A operadora de planos de saúde Hapvida Notredame Intermédica negou ou atrasou o atendimento para 4,6 mil crianças e adolescentes com Transtorno do Espectro Autista (TEA) ao longo de 40 meses. Os dados, publicados inicialmente pela coluna de Andreza Matais, do Metrópoles, são de um levantamento da Agência Nacional de Saúde Suplementar (ANS), realizado a pedido do Ministério Público Federal (MPF).
O estudo reúne informações sobre pacientes menores de 18 anos com TEA que apresentaram demandas de cobertura contra a operadora de 2022 a 2025. A empresa é a maior operadora de saúde da América Latina, com 15,9 milhões de beneficiários.
O conglomerado tem histórico de problemas com o Ministério Público. Em 2024, o Ministério Público de São Paulo (MPSP) apontou que a empresa descumpriu decisões judiciais que determinam o fornecimento de medicamentos e tratamentos aos clientes.
Com isso, a empresa chegou a registrar em janeiro daquele ano a maior queda do Ibovespa até então. Com o tombo. a operadora perdeu R$ 2,2 bilhões em valor de mercado em apenas um pregão. Naquela altura, a Hapvida valia R$ 30,1 bilhões na Bolsa.
Em 2021, quando anunciaram a fusão, Hapvida e Notre Dame Intermédica valiam juntas mais de R$ 100 bilhões na Bolsa.
Em novembro de 2025 ações desabaram novamente. A queda veio após a companhia anunciar um lucro líquido de R$ 338 milhões no terceiro trimestre do ano passado, uma alta de 12,7% em comparação ao registrado no mesmo período de 2024.
Sobre a falta ou demora de atendimento a autistas, a operadora alega que esses pedidos não significam que o atendimento foi dificultado.
Em nota enviada à coluna de Andreza Matais, a Hapvida disse que apresentou comprovação do atendimento do paciente alvo do MPF, e que não houve suspensão sistemática de atendimentos a beneficiários com TEA, “mantendo a assistência de forma contínua, em conformidade com a regulação da ANS e as diretrizes técnicas vigentes, mantendo sempre um diálogo contínuo com as famílias”.
“É incorreto afirmar que o número de 4.660 registros represente suspensão ou interrupção de atendimentos a beneficiários com Transtorno do Espectro Autista.
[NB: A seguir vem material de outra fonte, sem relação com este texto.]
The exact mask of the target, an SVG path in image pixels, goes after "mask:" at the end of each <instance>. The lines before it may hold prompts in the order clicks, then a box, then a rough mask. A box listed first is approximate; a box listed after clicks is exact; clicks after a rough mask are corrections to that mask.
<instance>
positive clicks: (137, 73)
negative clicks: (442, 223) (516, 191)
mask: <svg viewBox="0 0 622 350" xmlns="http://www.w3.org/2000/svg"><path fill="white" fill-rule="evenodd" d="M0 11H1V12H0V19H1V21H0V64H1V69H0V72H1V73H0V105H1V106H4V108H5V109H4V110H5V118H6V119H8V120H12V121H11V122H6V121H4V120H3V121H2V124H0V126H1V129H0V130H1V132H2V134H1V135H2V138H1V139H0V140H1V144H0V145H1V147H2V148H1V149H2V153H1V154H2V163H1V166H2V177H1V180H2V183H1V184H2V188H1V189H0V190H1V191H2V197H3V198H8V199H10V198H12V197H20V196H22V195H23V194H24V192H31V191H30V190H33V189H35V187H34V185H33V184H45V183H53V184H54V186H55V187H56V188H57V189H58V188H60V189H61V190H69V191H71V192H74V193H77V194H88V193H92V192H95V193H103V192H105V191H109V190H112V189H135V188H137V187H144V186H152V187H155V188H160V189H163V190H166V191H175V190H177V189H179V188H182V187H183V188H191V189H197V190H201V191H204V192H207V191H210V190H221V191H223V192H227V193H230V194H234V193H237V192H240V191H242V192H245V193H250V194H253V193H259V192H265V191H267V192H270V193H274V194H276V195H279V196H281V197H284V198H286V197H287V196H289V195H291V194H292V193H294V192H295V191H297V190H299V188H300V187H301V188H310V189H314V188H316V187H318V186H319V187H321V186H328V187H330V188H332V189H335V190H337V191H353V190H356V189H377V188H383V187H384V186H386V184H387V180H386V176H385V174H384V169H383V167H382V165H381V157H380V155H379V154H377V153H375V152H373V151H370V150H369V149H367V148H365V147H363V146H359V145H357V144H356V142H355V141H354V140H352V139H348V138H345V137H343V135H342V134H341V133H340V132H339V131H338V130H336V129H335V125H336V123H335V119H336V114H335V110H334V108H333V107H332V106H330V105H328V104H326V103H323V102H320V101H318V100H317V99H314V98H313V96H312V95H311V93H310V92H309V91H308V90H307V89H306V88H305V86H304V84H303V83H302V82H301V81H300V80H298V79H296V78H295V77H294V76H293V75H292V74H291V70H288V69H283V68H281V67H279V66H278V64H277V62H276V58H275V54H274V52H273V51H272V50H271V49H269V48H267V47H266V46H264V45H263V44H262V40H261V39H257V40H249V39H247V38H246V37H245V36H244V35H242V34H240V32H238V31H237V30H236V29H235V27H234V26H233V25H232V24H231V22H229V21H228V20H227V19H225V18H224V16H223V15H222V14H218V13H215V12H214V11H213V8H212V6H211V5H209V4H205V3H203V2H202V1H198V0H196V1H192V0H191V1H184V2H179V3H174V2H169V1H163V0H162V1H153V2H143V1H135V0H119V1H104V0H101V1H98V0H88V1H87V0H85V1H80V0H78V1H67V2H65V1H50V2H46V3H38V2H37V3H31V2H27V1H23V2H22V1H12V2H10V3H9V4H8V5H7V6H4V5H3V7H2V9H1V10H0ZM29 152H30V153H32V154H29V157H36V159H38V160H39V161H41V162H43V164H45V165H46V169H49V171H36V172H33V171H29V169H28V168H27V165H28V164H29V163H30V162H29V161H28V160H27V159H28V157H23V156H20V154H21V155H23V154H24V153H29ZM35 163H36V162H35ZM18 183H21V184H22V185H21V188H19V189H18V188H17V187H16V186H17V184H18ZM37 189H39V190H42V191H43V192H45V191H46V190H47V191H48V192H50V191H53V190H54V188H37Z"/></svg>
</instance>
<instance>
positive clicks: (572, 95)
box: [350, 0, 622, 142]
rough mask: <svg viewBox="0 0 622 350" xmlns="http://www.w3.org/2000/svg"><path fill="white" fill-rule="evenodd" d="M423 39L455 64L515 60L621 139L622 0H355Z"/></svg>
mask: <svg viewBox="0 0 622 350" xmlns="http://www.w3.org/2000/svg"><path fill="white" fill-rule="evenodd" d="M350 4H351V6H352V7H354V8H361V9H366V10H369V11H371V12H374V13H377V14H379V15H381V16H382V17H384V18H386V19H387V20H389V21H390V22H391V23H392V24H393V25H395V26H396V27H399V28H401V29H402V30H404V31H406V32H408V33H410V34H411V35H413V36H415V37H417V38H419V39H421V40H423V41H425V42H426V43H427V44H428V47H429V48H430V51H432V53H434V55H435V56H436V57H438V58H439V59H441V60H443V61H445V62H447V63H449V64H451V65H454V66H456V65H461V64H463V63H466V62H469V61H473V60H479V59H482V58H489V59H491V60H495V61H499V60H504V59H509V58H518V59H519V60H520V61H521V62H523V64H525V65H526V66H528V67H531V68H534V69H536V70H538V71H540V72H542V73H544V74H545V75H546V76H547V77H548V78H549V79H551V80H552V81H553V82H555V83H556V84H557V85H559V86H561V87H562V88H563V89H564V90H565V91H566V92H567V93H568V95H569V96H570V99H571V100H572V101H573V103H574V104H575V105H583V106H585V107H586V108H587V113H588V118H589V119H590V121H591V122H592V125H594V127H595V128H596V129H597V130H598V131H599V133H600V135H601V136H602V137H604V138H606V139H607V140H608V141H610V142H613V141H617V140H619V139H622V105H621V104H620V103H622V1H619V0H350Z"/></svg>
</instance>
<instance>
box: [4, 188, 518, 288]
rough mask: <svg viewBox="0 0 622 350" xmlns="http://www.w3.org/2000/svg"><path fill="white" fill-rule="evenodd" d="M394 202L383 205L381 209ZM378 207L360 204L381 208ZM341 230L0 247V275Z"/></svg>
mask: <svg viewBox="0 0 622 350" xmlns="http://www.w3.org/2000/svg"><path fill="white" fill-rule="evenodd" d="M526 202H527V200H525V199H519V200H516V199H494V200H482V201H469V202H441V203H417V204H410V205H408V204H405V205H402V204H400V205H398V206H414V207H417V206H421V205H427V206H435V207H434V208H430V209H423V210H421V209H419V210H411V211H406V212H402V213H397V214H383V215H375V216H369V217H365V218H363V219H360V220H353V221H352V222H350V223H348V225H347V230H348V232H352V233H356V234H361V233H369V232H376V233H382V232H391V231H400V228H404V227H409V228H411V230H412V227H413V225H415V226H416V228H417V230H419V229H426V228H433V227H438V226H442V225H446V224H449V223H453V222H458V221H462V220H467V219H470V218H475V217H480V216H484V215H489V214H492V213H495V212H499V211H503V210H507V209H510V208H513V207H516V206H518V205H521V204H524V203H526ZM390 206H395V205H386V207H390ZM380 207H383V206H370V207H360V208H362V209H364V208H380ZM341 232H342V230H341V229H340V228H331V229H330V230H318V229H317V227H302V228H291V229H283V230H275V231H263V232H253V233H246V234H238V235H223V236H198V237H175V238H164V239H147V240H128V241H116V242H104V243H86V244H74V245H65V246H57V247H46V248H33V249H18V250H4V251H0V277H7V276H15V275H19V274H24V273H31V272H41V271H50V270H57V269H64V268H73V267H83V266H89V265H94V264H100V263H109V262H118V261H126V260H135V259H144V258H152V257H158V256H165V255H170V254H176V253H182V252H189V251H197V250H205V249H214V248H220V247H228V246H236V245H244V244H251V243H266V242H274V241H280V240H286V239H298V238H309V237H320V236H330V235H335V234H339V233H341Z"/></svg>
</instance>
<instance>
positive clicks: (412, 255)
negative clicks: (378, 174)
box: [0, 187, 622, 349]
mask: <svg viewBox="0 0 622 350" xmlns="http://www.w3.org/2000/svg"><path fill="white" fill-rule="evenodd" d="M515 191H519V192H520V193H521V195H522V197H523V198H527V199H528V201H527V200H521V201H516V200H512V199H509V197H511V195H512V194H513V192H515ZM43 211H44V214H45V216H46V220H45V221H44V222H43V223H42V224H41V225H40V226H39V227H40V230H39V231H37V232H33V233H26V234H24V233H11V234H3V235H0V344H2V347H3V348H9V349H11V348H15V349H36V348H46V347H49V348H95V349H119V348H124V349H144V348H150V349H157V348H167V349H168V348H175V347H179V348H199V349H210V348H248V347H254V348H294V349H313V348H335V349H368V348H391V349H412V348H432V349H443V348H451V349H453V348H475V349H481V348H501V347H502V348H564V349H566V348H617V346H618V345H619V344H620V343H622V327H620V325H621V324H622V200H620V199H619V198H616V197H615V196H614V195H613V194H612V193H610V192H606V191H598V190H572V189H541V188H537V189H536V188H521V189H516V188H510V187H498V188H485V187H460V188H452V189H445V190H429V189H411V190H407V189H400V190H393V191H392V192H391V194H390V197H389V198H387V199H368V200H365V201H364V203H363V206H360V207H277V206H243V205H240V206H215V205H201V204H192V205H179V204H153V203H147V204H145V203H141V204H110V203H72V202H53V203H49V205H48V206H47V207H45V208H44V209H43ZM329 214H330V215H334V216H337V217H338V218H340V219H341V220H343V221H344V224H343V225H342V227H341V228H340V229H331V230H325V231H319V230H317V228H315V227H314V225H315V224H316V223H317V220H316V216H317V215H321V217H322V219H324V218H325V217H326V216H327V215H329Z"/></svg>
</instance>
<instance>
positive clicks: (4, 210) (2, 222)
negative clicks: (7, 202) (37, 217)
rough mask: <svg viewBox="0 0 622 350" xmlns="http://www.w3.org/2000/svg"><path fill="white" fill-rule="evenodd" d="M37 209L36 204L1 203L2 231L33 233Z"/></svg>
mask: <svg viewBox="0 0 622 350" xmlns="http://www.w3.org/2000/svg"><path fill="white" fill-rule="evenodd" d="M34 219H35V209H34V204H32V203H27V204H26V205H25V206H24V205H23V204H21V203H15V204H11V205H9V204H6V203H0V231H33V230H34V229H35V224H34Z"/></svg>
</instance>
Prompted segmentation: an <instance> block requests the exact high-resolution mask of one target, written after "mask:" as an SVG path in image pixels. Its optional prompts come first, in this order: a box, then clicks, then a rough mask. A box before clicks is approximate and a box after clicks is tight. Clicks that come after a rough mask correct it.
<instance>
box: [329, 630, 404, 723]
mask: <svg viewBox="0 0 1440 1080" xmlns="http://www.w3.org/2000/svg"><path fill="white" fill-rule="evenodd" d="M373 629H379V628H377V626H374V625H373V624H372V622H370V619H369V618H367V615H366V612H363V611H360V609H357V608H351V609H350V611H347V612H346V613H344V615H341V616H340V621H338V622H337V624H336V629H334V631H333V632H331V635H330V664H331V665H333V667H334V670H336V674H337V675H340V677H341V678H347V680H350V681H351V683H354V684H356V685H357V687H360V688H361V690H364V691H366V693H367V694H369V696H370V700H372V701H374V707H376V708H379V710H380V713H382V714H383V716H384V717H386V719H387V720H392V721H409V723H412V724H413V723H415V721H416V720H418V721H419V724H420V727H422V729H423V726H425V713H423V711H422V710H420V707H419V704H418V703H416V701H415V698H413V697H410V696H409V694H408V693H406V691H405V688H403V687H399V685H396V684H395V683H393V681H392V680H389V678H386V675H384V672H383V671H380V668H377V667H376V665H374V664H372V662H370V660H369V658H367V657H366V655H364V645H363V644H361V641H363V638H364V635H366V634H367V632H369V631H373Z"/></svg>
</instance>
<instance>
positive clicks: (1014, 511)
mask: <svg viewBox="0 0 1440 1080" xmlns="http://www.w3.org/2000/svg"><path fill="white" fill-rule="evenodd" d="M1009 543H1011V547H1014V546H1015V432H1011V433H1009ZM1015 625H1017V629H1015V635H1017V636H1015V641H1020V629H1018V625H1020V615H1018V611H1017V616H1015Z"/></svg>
Esse quantitativo corresponde ao total de demandas administrativas protocoladas na Agência Nacional de Saúde Suplementar, em âmbito nacional, no período analisado”, continuou a nota.
Além disso, a operadora afirmou que “os dados oficiais demonstram que a maior parte dessas demandas foi encerrada no âmbito da mediação administrativa, seja pela efetiva prestação do serviço, seja pela ausência de retorno do próprio reclamante”.
Um inquérito civil público foi instaurado para investigar uma suposa irregularidade envolvendo uma criança com autismo em Pernambuco. Foi nessa ação que o MP descobriu que eram quatro mil queixas de negativa de atendimento para o público com TEA.
Em novembro de 2025, a investigação foi arquivada pela Subprocuradoria-Geral da República.
Caso suspeito em Manaus
Uma polêmica recente da empresa envolve a capital do Amazonas. A Hapvida teve o contrato renovado para 2026 como operadora responsável pela cobertura dos planos de saúde dos servidores da Prefeitura de Manaus por mais que o dobro do preço oferecido na licitação, em dezembro de 2024.
Segundo documentos obtidos pela Rede Amazônica, o valor, que deveria ser de R$ 45 milhões, foi para R$ 119 milhões em 2026, após uma manobra no pregão eletrônico e o acréscimo de aditivo.
Ainda segundo Rede Amazônica, a concessionária apresentou proposta inicial de R$ 108 milhões. Durante a disputa, uma concorrente ofertou R$ 48 milhões para a prestação do serviço, levando a Hapvida a reduzir o lance para R$ 45 milhões, valor que garantiu a vitória.
Após o encerramento da licitação, uma decisão favorável no Tribunal de Contas do Estado do Amazonas (TCE-AM) permitiu que o contrato com a Hapvida retornasse ao valor de R$ 108 milhões inicialmente proposto.
A documentação analisada também aponta que, em dezembro passado, a prefeitura manauara prorrogou o contrato com a seguradora por mais 12 meses. Além disso, foi autorizado um aditivo de 10%, o que elevou o valor total da contratação para R$ 119 milhões.
Em nota, a Hapvida informou que a licitação foi regularmente publicada em dezembro de 2023, com realização de pregão eletrônico em janeiro de 2024, em conformidade com a legislação e com ampla concorrência. A companhia venceu o certame de forma legítima, disse ainda a nota.